Stealth design calls for a conic region in front of the plane in which RCS remains low. For example:
For full aspect stealth, the aft region also has reduced RCS:
You can read more about it here. If you want to see what the RCS for an actual plane looks like, Carlo Kopp's website has some plots showing the RCS profile of J-20 based on simulations.
In any case, an aircraft does not need to fly directly at a radar to be stealthy. An aircraft with its nose pointing away from a radar source is still stealthy, as long as the radar remains in the conic region. Similarly, the aircraft is still stealthy when flight control surfaces deflecting a few degrees. The effects on RCS will be negligible as long as deflection remains small. Large deflection such as 10° or 20° only occurs when the aircraft is maneuvering, which would mean the aircraft is already seen and any talk about RCS would be pointless.

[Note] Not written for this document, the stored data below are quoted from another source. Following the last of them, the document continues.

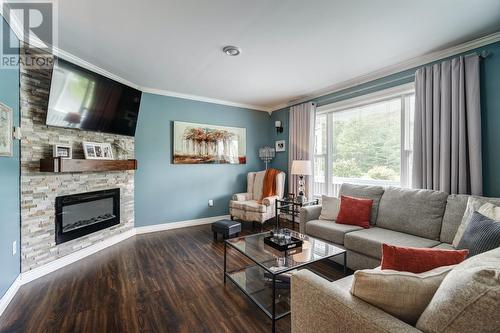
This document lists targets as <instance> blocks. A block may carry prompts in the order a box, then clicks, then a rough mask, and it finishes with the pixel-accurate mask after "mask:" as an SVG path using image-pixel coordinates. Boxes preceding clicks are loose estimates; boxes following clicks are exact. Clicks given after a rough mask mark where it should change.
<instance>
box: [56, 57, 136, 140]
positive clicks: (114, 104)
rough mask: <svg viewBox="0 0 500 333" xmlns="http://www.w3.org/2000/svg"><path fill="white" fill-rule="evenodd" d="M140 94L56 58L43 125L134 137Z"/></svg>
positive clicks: (94, 73)
mask: <svg viewBox="0 0 500 333" xmlns="http://www.w3.org/2000/svg"><path fill="white" fill-rule="evenodd" d="M141 94H142V93H141V91H140V90H137V89H134V88H132V87H129V86H126V85H124V84H121V83H119V82H116V81H114V80H111V79H109V78H107V77H104V76H102V75H99V74H97V73H94V72H92V71H89V70H87V69H84V68H82V67H80V66H77V65H75V64H72V63H70V62H67V61H65V60H63V59H60V58H58V59H56V61H55V62H54V70H53V73H52V82H51V85H50V95H49V107H48V111H47V121H46V124H47V125H50V126H57V127H66V128H75V129H80V130H85V131H94V132H104V133H113V134H121V135H128V136H134V135H135V128H136V125H137V117H138V115H139V105H140V102H141Z"/></svg>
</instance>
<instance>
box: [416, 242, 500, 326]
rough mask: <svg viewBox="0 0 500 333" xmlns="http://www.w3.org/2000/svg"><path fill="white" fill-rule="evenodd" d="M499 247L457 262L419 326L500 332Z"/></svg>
mask: <svg viewBox="0 0 500 333" xmlns="http://www.w3.org/2000/svg"><path fill="white" fill-rule="evenodd" d="M499 304H500V248H498V249H495V250H491V251H488V252H485V253H482V254H479V255H477V256H474V257H472V258H470V259H467V260H465V261H464V262H462V263H460V264H458V265H457V266H456V267H455V268H454V269H452V270H451V272H449V273H448V275H447V276H446V277H445V278H444V280H443V282H442V283H441V285H440V286H439V288H438V290H437V291H436V293H435V294H434V297H433V298H432V300H431V302H430V303H429V305H428V306H427V308H426V309H425V311H424V312H423V313H422V316H420V318H419V319H418V322H417V325H416V327H417V328H418V329H420V330H422V331H424V332H440V333H441V332H442V333H451V332H500V316H499V315H498V314H499Z"/></svg>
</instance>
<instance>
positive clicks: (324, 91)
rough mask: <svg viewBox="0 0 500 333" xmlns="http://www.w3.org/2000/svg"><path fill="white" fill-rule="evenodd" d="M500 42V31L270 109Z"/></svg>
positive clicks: (432, 53)
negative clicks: (498, 41)
mask: <svg viewBox="0 0 500 333" xmlns="http://www.w3.org/2000/svg"><path fill="white" fill-rule="evenodd" d="M498 41H500V31H498V32H495V33H493V34H491V35H487V36H483V37H480V38H477V39H474V40H471V41H468V42H465V43H462V44H458V45H455V46H452V47H449V48H447V49H444V50H439V51H435V52H431V53H428V54H424V55H422V56H418V57H415V58H411V59H409V60H405V61H402V62H399V63H397V64H394V65H390V66H386V67H383V68H381V69H378V70H376V71H373V72H370V73H367V74H364V75H360V76H358V77H355V78H353V79H350V80H346V81H343V82H340V83H336V84H334V85H331V86H329V87H326V88H323V89H319V90H316V91H313V92H311V93H309V94H308V95H307V96H306V97H303V98H300V99H296V100H292V101H290V102H287V103H282V104H278V105H275V106H273V107H271V108H270V109H271V110H272V112H274V111H277V110H281V109H283V108H286V107H289V106H292V105H297V104H300V103H304V102H307V101H310V100H312V99H315V98H319V97H322V96H326V95H329V94H333V93H335V92H338V91H342V90H345V89H348V88H352V87H355V86H358V85H360V84H363V83H367V82H371V81H374V80H377V79H381V78H383V77H386V76H389V75H392V74H396V73H399V72H403V71H405V70H408V69H412V68H415V67H419V66H423V65H426V64H429V63H431V62H434V61H437V60H441V59H444V58H447V57H452V56H454V55H457V54H460V53H464V52H467V51H471V50H473V49H477V48H479V47H482V46H485V45H488V44H493V43H496V42H498Z"/></svg>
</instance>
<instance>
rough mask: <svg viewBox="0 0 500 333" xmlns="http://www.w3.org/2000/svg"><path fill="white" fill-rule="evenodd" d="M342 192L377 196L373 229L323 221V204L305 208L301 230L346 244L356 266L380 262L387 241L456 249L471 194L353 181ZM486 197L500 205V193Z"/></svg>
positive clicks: (349, 263)
mask: <svg viewBox="0 0 500 333" xmlns="http://www.w3.org/2000/svg"><path fill="white" fill-rule="evenodd" d="M340 194H341V195H348V196H352V197H358V198H367V199H372V200H373V206H372V214H371V219H370V224H371V226H370V228H369V229H363V228H362V227H358V226H352V225H345V224H337V223H334V222H333V221H327V220H320V219H319V216H320V214H321V205H316V206H309V207H303V208H302V209H301V211H300V232H301V233H304V234H307V235H310V236H313V237H317V238H321V239H324V240H327V241H329V242H331V243H334V244H335V245H337V246H339V247H343V248H345V249H346V250H347V266H348V267H349V268H350V269H352V270H358V269H364V268H375V267H377V266H379V265H380V260H381V258H382V251H381V248H382V243H389V244H392V245H397V246H412V247H428V248H432V247H437V248H443V249H453V247H452V245H451V243H452V242H453V238H454V237H455V233H456V232H457V229H458V226H459V225H460V223H461V221H462V217H463V215H464V212H465V209H466V207H467V200H468V199H469V196H468V195H461V194H459V195H448V194H447V193H444V192H439V191H431V190H410V189H404V188H399V187H386V188H384V187H381V186H365V185H353V184H343V185H342V187H341V188H340ZM485 199H487V200H488V201H489V202H491V203H493V204H495V205H500V198H485Z"/></svg>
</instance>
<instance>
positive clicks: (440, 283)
mask: <svg viewBox="0 0 500 333" xmlns="http://www.w3.org/2000/svg"><path fill="white" fill-rule="evenodd" d="M453 267H455V266H442V267H437V268H434V269H432V270H429V271H426V272H423V273H410V272H400V271H394V270H381V269H380V267H377V268H374V269H362V270H358V271H356V272H354V279H353V281H352V287H351V293H352V294H353V295H354V296H356V297H359V298H361V299H362V300H364V301H365V302H368V303H370V304H372V305H374V306H376V307H377V308H379V309H382V310H384V311H385V312H388V313H390V314H391V315H393V316H394V317H396V318H399V319H401V320H402V321H404V322H406V323H408V324H411V325H415V323H416V322H417V320H418V318H419V317H420V315H421V314H422V312H424V310H425V308H426V307H427V305H428V304H429V302H430V301H431V299H432V296H434V293H435V292H436V290H437V289H438V288H439V285H440V284H441V282H442V281H443V279H444V278H445V277H446V275H447V274H448V273H449V272H450V271H451V270H452V269H453Z"/></svg>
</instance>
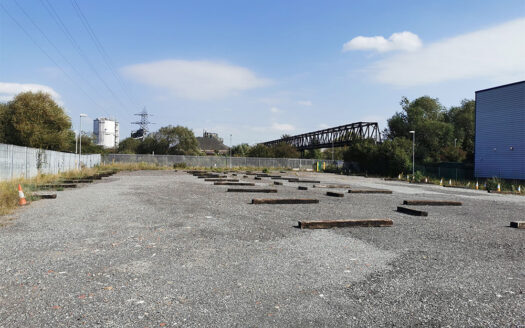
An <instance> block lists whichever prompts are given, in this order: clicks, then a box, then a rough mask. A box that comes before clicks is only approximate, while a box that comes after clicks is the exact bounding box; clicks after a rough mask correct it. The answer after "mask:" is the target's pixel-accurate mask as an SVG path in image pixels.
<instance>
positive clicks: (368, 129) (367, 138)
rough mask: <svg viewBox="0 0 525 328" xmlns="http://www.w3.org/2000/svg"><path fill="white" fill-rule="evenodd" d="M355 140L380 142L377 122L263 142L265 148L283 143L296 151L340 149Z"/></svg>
mask: <svg viewBox="0 0 525 328" xmlns="http://www.w3.org/2000/svg"><path fill="white" fill-rule="evenodd" d="M357 139H372V140H374V141H375V142H376V143H377V142H381V132H380V131H379V125H378V124H377V122H356V123H351V124H346V125H341V126H337V127H334V128H329V129H324V130H319V131H314V132H308V133H303V134H299V135H296V136H291V137H286V138H281V139H277V140H272V141H268V142H263V143H262V144H263V145H265V146H269V147H270V146H275V145H278V144H280V143H281V142H285V143H287V144H290V145H292V146H294V147H295V148H297V150H307V149H319V148H330V147H332V146H333V147H342V146H346V145H349V144H351V143H352V142H353V141H355V140H357Z"/></svg>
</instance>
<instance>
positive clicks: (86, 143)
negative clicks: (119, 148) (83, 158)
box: [79, 134, 108, 154]
mask: <svg viewBox="0 0 525 328" xmlns="http://www.w3.org/2000/svg"><path fill="white" fill-rule="evenodd" d="M80 143H81V144H82V154H105V153H107V152H108V151H107V150H106V149H104V147H102V146H99V145H97V144H95V138H94V137H93V136H90V135H87V134H82V136H81V137H80ZM79 151H80V150H79Z"/></svg>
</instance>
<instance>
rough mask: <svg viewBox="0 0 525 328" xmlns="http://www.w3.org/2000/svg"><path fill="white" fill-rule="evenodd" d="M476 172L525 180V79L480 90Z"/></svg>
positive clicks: (476, 109) (478, 119)
mask: <svg viewBox="0 0 525 328" xmlns="http://www.w3.org/2000/svg"><path fill="white" fill-rule="evenodd" d="M475 147H476V148H475V168H474V174H475V176H476V177H480V178H491V177H500V178H504V179H522V180H525V81H523V82H520V83H513V84H510V85H505V86H501V87H497V88H492V89H487V90H482V91H478V92H476V142H475Z"/></svg>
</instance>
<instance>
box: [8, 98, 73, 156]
mask: <svg viewBox="0 0 525 328" xmlns="http://www.w3.org/2000/svg"><path fill="white" fill-rule="evenodd" d="M3 116H4V118H3V121H4V127H5V142H7V143H11V144H14V145H19V146H28V147H35V148H43V149H50V150H59V151H64V150H68V149H69V146H70V145H69V141H70V136H71V134H70V129H71V120H70V118H69V116H67V115H66V113H65V112H64V110H63V109H62V107H60V106H58V105H57V104H56V103H55V101H54V100H53V99H52V98H51V96H50V95H49V94H47V93H43V92H37V93H33V92H23V93H20V94H18V95H16V96H15V98H14V99H13V100H12V101H10V102H9V103H8V104H7V110H6V111H5V113H4V115H3Z"/></svg>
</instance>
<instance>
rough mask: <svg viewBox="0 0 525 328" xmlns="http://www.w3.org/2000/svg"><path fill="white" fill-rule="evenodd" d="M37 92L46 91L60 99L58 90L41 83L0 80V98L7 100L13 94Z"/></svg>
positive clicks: (9, 98)
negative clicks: (3, 81) (23, 92)
mask: <svg viewBox="0 0 525 328" xmlns="http://www.w3.org/2000/svg"><path fill="white" fill-rule="evenodd" d="M27 91H31V92H38V91H42V92H45V93H48V94H49V95H51V97H53V99H55V100H60V95H59V94H58V92H56V91H55V90H53V88H51V87H48V86H46V85H42V84H32V83H11V82H0V100H1V101H9V100H11V99H13V97H14V96H16V95H17V94H19V93H21V92H27Z"/></svg>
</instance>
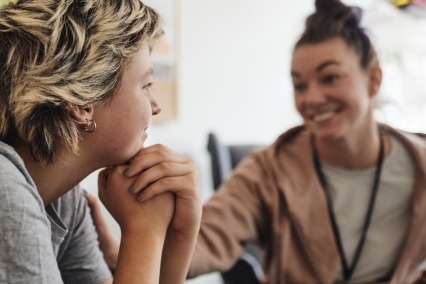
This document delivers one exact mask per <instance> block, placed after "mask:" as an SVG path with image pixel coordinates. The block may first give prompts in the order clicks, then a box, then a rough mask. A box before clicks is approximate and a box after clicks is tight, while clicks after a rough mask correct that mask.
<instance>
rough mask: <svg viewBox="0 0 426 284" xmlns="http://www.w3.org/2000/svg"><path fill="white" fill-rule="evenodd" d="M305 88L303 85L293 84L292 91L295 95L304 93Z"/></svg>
mask: <svg viewBox="0 0 426 284" xmlns="http://www.w3.org/2000/svg"><path fill="white" fill-rule="evenodd" d="M306 88H307V86H306V84H305V83H293V89H294V92H295V93H296V94H297V93H302V92H303V91H305V90H306Z"/></svg>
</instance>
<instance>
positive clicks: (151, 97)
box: [149, 94, 161, 115]
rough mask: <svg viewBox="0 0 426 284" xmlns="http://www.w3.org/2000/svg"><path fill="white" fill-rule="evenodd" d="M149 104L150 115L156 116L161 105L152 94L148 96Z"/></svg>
mask: <svg viewBox="0 0 426 284" xmlns="http://www.w3.org/2000/svg"><path fill="white" fill-rule="evenodd" d="M149 102H150V103H151V110H152V115H157V114H159V113H160V112H161V105H160V103H159V102H158V101H157V100H156V99H155V98H154V96H152V94H149Z"/></svg>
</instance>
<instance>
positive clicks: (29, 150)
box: [14, 143, 95, 205]
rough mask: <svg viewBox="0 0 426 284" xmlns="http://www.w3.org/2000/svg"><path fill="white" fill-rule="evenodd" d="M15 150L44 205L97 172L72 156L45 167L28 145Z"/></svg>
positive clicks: (24, 145) (94, 169)
mask: <svg viewBox="0 0 426 284" xmlns="http://www.w3.org/2000/svg"><path fill="white" fill-rule="evenodd" d="M14 148H15V150H16V152H17V153H18V154H19V155H20V156H21V158H22V159H23V161H24V163H25V167H26V169H27V170H28V172H29V174H30V176H31V178H32V179H33V180H34V183H35V184H36V187H37V191H38V193H39V194H40V196H41V198H42V200H43V203H44V205H48V204H50V203H52V202H53V201H55V200H56V199H58V198H59V197H61V196H62V195H64V194H65V193H67V192H68V191H69V190H71V189H72V188H73V187H74V186H76V185H77V184H78V183H79V182H80V181H81V180H83V179H84V178H85V177H86V176H87V175H89V174H90V173H91V172H92V171H94V170H95V168H90V167H88V166H87V165H88V164H89V163H85V161H83V160H82V159H81V158H79V157H78V156H75V155H72V154H70V155H69V156H68V157H64V159H61V160H60V161H57V162H55V163H54V164H50V165H47V166H44V165H41V164H40V163H39V162H37V161H35V160H34V158H33V156H32V155H31V152H30V150H29V147H28V145H27V144H24V143H21V144H19V145H15V146H14Z"/></svg>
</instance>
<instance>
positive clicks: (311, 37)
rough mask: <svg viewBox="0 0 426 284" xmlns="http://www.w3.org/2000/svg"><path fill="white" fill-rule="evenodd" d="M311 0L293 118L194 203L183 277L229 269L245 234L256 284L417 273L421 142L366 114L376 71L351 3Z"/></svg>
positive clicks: (234, 260) (420, 209) (372, 48)
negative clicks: (249, 253)
mask: <svg viewBox="0 0 426 284" xmlns="http://www.w3.org/2000/svg"><path fill="white" fill-rule="evenodd" d="M315 4H316V11H315V12H314V13H313V14H312V15H310V16H309V17H308V18H307V20H306V27H305V30H304V32H303V34H302V36H301V37H300V39H299V40H298V41H297V43H296V45H295V48H294V51H293V58H292V62H291V76H292V80H293V84H294V97H295V104H296V108H297V110H298V112H299V113H300V115H301V116H302V118H303V120H304V125H303V126H300V127H296V128H293V129H291V130H289V131H287V132H286V133H284V134H283V135H281V136H280V137H279V138H278V139H277V141H276V142H275V143H274V144H272V145H271V146H270V147H268V148H266V149H265V150H261V151H258V152H255V153H253V154H251V155H250V156H249V157H247V158H246V159H245V161H243V162H242V163H241V164H240V165H239V167H238V168H237V169H236V170H235V171H234V173H233V175H232V176H231V177H230V178H229V179H228V180H227V181H226V182H224V184H223V185H222V186H221V187H220V189H219V190H218V192H217V193H216V194H215V195H214V196H213V197H212V198H211V199H210V200H209V201H208V202H207V203H206V204H205V205H204V207H203V217H202V223H201V231H200V234H199V237H198V241H197V246H196V249H195V253H194V255H193V258H192V261H191V266H190V274H189V275H190V277H194V276H196V275H200V274H203V273H207V272H211V271H217V270H220V271H225V270H227V269H230V268H231V267H232V265H233V264H234V262H235V261H236V260H237V259H238V257H239V256H240V254H241V253H242V251H243V249H244V244H245V243H247V242H257V243H258V244H259V245H260V247H261V248H262V249H263V251H264V266H265V267H264V269H265V273H266V282H267V283H336V282H337V283H371V282H391V283H412V282H416V281H420V279H422V278H421V277H422V273H423V272H422V271H421V270H420V269H419V265H420V264H421V263H422V261H423V260H424V259H425V258H426V229H425V226H423V225H424V221H425V220H426V181H425V177H426V141H425V138H424V136H421V135H416V134H411V133H407V132H403V131H399V130H396V129H393V128H392V127H390V126H387V125H383V124H380V123H378V122H376V121H375V119H374V116H373V108H374V100H375V97H376V95H377V93H378V90H379V87H380V83H381V78H382V71H381V69H380V66H379V62H378V60H377V57H376V53H375V50H374V47H373V45H372V43H371V42H370V40H369V38H368V36H367V35H366V33H365V32H364V30H363V29H362V28H361V27H360V20H361V10H360V9H358V8H354V7H349V6H346V5H344V4H342V3H341V2H340V1H330V0H323V1H321V0H317V1H316V3H315ZM425 281H426V280H425Z"/></svg>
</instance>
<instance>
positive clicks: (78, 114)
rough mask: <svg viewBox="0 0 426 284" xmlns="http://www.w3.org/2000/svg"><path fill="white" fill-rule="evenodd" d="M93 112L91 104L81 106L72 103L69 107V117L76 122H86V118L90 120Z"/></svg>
mask: <svg viewBox="0 0 426 284" xmlns="http://www.w3.org/2000/svg"><path fill="white" fill-rule="evenodd" d="M93 112H94V108H93V107H92V106H90V107H82V106H77V105H73V106H71V109H70V115H71V117H72V118H73V119H74V120H75V121H77V122H86V120H87V119H88V120H92V119H93Z"/></svg>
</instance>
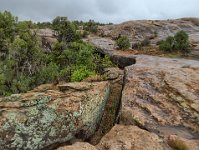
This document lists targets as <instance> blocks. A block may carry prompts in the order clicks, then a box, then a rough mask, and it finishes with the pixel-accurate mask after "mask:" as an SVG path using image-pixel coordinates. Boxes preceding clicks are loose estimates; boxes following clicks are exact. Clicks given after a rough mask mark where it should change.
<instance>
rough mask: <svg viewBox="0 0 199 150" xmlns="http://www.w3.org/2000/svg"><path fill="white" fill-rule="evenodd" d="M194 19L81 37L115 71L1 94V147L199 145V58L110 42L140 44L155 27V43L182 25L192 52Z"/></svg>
mask: <svg viewBox="0 0 199 150" xmlns="http://www.w3.org/2000/svg"><path fill="white" fill-rule="evenodd" d="M197 23H198V22H197V20H190V19H188V20H187V19H180V20H169V21H137V22H127V23H123V24H121V25H113V26H104V27H102V28H100V31H99V33H100V34H101V35H103V36H106V37H99V36H90V37H89V38H88V39H86V41H87V42H90V43H92V44H93V45H94V46H96V47H97V51H98V53H100V54H102V56H103V54H108V55H109V56H110V58H111V60H112V61H113V62H114V63H115V64H117V65H118V66H119V68H120V69H118V68H109V69H107V70H105V74H104V75H105V76H106V81H99V80H98V81H95V80H90V79H87V80H85V81H84V82H80V83H67V84H65V83H63V84H58V85H53V84H49V85H41V86H39V87H38V88H36V89H34V90H32V91H30V92H28V93H24V94H15V95H12V96H10V97H1V98H0V108H1V109H0V116H1V117H0V149H5V150H7V149H8V150H12V149H58V150H175V149H176V150H199V61H197V60H188V59H177V58H164V57H158V56H150V55H140V54H139V52H138V53H135V51H132V50H130V51H120V50H116V48H115V43H114V41H113V40H112V38H115V37H116V36H118V35H119V34H127V35H128V36H129V37H132V42H137V41H139V40H143V39H144V38H145V37H146V36H151V35H153V34H156V32H157V36H155V38H153V39H151V41H152V42H151V43H152V44H153V43H154V44H155V42H156V41H157V40H158V39H160V37H165V36H167V35H169V34H174V33H175V32H177V31H178V30H181V29H183V30H186V31H187V32H188V33H189V34H190V36H191V37H193V39H192V44H193V40H195V50H196V52H197V47H198V45H197V44H198V43H199V41H198V40H197V38H198V35H199V27H198V25H197ZM140 24H141V26H140ZM149 29H150V30H149ZM43 33H45V32H44V31H42V32H41V34H42V35H41V37H43V38H45V36H44V34H43ZM47 33H49V32H47ZM102 33H103V34H102ZM51 34H53V33H51ZM51 34H50V35H48V34H47V37H51ZM45 35H46V34H45ZM107 37H108V38H107ZM52 38H53V37H52ZM134 40H135V41H134Z"/></svg>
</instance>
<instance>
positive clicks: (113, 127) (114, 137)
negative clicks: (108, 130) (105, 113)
mask: <svg viewBox="0 0 199 150" xmlns="http://www.w3.org/2000/svg"><path fill="white" fill-rule="evenodd" d="M57 150H171V148H170V147H169V146H168V145H167V144H165V143H164V142H163V141H162V140H161V139H160V138H159V137H158V136H157V135H156V134H154V133H150V132H148V131H146V130H143V129H140V128H138V127H136V126H123V125H116V126H114V127H113V128H112V129H111V131H110V132H108V133H107V134H106V135H105V136H104V137H103V138H102V140H101V141H100V143H99V144H98V145H96V146H95V147H94V146H92V145H90V144H88V143H82V142H77V143H75V144H73V145H71V146H65V147H60V148H59V149H57Z"/></svg>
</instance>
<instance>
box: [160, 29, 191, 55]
mask: <svg viewBox="0 0 199 150" xmlns="http://www.w3.org/2000/svg"><path fill="white" fill-rule="evenodd" d="M190 47H191V46H190V43H189V37H188V34H187V33H186V32H184V31H179V32H177V33H176V34H175V36H174V37H172V36H169V37H167V39H166V40H162V41H160V42H159V48H160V50H163V51H167V52H172V51H180V52H181V53H183V54H187V53H189V52H190Z"/></svg>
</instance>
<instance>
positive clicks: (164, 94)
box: [121, 55, 199, 139]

Last edited by Engineer; 10-09-2012 at 02:40 PM.
Looks like I'm going to have to step in here again. Let's calm things down and stop this topic. I can see where this is heading from previous arguments. You are not going to convince the other side. Everyone has already stated their case, let's move on. Any more posts on this issue will be deleted.
If correct that 2001 & 2002 are now both at Yanglian ... then this must be an older image or .... ????
(image from: http://www.f y j s.cn/bbs/htm_data/27/1210/814904.html)
2003 prototype? It's too hard to tell at this point IMHO.
It just looks like a canopy with a cover over it, it could be any aircraft under there. To present that as evidence of another J20 is just trying too hard.
More J20 prototypes will undoubtably appear in due time. No need to force the issue. All we need to do is be patient.